Scope out the local art scene in the barrio (neighborhood) of San Blas, where the number of art galleries outnumber its coffee shops. Sit on a bench in the famous Plaza de Armas and breathe it all in, which might be a bit difficult while you get used to the high altitude. Have a cup of coca tea, which works wonders for altitude sickness at any of the 2nd floor restaurants in the Plaza de Armas for a better view, especially at night. When you’ve recovered, walk along the Avenida el Sol to the temple of Qorikancha and its Church and Convent of Santo Domingo. On your second night, gear up for your train ride to Aguas Calientes, the gateway to Machu Picchu.

1 day Aguas Calientes
Wake up at 3am for breakfast before you join other travelers making the line for the bus (first one up leaves at 5am) that will take you up to visit the stunning ruins of Machu Picchu. The bus ride takes about 30 minutes or the more adventurous can walk up the winding road till the top. Take the whole day to wander around the exquisite ruins, saying hello to the Llamas that wander freely amongst the grounds, eat some lunch on a grassy viewpoint, or make the early morning line to climb Huayna Picchu (if you don’t easily get vertigo!)
You could spend days properly exploring so make sure you get there early enough to be on one of the first buses going up the mountainside. Witnessing Machu Picchu at sunrise is an experience you’ll never forget.


2 days Puerto Maldonado
The southeastern city of Puerto Maldonado is a perfect beginning to a trek deep in the Amazon jungle. The protected nature reserve of Tambopata Reserve is a unique place to spend a few days unwinding and observing one of the greatest eco systems on the planet. The diversity and amount of species here is mind blowing: thousands of butterflies, hundreds of birds and amphibians, reptiles, mammals and so on. Hopefully you’ve charged your camera batteries so you can get out and photograph the beauty that lives here. Protected reserves like this are rare because of logging/deforestation in the surrounding areas so you have a better chance of seeing species that might not be found anywhere else in the rainforest. Head there between June and October and you can stay overnight in a primitive campsite, or splurge in more luxurious jungle surroundings.

1 day in Pisco
After the last 9 days of adventure, take a little day trip to the city of Pisco and discover more about the brandy of the same name which is produced in this particular region of Peru. Watch a local guide show you exactly how the Pisco is produced at a local farm and cap off your incredible time in Peru by having a tasting of all the different types of Pisco.
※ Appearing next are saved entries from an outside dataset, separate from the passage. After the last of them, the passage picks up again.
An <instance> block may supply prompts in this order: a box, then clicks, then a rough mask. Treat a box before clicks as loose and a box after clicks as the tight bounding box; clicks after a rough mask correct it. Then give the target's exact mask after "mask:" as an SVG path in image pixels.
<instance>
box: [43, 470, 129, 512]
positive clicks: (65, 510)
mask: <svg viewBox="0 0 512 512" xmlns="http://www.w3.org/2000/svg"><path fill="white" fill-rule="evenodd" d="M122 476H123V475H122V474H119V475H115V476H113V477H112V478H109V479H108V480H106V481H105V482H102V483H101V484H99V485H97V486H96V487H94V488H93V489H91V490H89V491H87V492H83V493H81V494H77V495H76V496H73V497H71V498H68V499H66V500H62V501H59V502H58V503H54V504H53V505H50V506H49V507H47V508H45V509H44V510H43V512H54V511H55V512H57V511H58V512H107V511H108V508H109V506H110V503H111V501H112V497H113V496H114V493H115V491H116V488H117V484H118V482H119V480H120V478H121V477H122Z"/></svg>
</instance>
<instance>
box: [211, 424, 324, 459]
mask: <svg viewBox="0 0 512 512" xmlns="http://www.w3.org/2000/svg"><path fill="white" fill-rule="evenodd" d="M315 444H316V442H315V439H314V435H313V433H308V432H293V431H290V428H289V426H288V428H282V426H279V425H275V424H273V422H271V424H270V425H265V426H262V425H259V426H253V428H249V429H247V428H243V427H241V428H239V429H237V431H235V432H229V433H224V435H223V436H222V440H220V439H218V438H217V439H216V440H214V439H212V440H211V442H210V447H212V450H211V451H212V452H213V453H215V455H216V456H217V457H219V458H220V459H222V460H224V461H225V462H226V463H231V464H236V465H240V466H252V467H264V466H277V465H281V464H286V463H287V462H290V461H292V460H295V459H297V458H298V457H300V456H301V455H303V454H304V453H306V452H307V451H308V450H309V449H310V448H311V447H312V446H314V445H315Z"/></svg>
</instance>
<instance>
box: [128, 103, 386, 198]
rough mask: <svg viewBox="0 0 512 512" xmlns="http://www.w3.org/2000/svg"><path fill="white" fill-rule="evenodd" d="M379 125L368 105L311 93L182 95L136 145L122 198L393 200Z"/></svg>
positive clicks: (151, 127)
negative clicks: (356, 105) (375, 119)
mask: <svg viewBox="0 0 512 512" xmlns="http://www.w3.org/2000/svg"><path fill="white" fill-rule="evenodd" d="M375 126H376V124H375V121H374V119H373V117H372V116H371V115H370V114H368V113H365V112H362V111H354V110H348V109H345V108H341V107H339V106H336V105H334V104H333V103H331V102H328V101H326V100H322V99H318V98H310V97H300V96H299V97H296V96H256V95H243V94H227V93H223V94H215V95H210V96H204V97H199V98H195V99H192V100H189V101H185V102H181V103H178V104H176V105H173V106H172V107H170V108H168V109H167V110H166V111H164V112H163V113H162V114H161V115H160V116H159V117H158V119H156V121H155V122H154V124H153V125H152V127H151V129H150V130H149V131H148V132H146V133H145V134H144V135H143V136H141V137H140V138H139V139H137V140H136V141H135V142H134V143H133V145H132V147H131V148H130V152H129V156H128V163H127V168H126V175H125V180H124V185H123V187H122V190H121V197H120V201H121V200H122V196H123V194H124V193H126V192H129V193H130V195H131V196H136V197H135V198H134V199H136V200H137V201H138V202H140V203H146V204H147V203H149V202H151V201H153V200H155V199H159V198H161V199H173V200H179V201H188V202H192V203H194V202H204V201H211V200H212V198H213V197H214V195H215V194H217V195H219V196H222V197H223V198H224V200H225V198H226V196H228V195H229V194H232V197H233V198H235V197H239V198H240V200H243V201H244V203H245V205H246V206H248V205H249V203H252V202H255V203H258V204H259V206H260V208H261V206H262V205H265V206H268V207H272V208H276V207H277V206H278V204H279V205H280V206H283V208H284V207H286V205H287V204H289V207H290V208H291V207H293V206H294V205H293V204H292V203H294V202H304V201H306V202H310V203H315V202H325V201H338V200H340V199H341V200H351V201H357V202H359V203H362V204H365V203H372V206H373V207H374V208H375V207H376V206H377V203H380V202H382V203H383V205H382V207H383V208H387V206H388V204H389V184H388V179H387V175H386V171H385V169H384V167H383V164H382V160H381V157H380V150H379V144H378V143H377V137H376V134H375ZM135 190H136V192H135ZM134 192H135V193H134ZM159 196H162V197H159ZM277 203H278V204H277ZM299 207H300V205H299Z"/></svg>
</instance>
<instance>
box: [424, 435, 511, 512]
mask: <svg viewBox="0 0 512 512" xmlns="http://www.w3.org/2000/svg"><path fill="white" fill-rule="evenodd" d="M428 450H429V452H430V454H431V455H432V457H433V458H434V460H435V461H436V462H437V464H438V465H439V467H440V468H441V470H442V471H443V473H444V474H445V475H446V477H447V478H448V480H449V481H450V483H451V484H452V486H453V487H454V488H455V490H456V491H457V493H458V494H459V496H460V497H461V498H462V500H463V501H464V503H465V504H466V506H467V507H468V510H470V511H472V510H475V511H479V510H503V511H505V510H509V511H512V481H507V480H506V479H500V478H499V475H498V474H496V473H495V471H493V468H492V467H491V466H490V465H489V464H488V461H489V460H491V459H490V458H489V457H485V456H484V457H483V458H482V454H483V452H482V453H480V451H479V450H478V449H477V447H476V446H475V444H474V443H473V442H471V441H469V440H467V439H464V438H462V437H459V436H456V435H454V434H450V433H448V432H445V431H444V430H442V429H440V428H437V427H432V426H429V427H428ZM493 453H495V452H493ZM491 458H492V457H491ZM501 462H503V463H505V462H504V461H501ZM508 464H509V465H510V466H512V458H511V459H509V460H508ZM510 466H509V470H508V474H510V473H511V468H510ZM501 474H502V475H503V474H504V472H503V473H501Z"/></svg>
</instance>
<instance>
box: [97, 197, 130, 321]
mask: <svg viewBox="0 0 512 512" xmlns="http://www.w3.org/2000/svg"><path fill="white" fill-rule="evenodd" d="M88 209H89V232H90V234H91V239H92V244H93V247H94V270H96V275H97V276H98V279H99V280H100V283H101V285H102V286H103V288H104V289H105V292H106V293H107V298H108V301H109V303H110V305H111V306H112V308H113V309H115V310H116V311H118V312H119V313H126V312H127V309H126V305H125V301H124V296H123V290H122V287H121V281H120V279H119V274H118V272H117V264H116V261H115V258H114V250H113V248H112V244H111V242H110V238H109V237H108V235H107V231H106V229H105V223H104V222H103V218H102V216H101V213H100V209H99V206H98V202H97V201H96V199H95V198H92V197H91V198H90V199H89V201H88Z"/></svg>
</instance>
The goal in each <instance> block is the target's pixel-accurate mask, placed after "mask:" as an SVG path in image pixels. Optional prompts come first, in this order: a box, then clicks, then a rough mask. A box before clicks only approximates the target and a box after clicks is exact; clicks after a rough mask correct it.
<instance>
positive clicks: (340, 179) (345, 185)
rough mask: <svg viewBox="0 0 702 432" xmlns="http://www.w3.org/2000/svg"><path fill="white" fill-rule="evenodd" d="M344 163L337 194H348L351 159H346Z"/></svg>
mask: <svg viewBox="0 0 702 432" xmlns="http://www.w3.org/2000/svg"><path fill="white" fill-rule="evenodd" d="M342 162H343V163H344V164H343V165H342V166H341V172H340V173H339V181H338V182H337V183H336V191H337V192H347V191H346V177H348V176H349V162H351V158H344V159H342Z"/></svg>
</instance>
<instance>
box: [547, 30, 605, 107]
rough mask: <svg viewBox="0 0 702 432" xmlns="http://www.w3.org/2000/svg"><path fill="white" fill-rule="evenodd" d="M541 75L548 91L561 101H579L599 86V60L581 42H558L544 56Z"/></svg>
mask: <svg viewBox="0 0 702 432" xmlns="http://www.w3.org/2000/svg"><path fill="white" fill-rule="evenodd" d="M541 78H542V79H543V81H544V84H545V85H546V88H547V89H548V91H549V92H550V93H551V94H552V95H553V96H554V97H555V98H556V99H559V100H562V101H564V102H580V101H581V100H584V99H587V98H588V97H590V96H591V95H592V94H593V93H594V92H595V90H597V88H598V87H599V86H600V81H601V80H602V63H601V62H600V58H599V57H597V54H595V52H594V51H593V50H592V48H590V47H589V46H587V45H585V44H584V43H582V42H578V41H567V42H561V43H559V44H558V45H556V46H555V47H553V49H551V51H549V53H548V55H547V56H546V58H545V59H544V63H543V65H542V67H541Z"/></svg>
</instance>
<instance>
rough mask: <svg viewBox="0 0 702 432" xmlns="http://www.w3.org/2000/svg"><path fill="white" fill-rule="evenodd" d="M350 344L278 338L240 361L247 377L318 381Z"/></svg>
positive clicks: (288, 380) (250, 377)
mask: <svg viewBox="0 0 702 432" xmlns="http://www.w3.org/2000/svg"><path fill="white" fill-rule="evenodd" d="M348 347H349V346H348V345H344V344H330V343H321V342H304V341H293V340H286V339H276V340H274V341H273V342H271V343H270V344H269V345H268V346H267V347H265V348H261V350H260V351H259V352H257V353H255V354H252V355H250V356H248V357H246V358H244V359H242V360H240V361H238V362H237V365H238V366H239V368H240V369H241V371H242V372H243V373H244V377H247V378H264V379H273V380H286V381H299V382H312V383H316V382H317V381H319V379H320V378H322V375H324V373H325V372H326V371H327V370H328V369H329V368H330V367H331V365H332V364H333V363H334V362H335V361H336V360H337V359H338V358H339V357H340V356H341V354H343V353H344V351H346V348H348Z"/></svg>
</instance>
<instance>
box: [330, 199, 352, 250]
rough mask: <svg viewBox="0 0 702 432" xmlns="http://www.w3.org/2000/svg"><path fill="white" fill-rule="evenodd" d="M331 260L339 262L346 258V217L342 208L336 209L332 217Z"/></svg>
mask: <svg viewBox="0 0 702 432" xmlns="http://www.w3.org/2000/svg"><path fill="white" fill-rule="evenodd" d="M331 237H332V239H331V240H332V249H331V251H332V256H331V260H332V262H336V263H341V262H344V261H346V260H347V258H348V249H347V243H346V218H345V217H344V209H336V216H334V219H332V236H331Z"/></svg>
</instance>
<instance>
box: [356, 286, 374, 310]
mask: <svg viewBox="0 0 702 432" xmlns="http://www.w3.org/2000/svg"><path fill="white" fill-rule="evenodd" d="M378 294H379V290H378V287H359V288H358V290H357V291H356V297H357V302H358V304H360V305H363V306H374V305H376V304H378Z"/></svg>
What would you do with 10 days in Peru? 

6 Comments

  • Molly Groman says:

    I think it is true that if you haven’t been to Machu-Pichu, you haven’t traveled anywhere… For me it is a single point agenda to visit Peru just to be there :)!

    • Mica says:

      I agree, although it depends on how much time you have and what you want to see. But It is definitely in my opinion a must visit!

  • Margyle says:

    Top spot on my travel list… now if only I had money…

    • Mica says:

      If only I had money I would do so many things! You only need a little bit! You might even do a G Adventures tour or something like that to offset the costs.

  • 10 days in Peru? I’d see Macchu Picchu, of course. And hike. I’d see as many birds, butterflies, and other creatures as I could (love the bird photo you posted, though I have no idea what they are). I’d especially try to see lots of hummingbirds, including the incredible Marvelous Spatulatetail that’s found in a few spots in Northern Peru– that is one cool bird.

    • Mica says:

      Damn I have never seen this Spatulatetail you write about. The bird in my photos is a Hoatzin, found in the Peruvian and Bolivian amazon. And MP of course.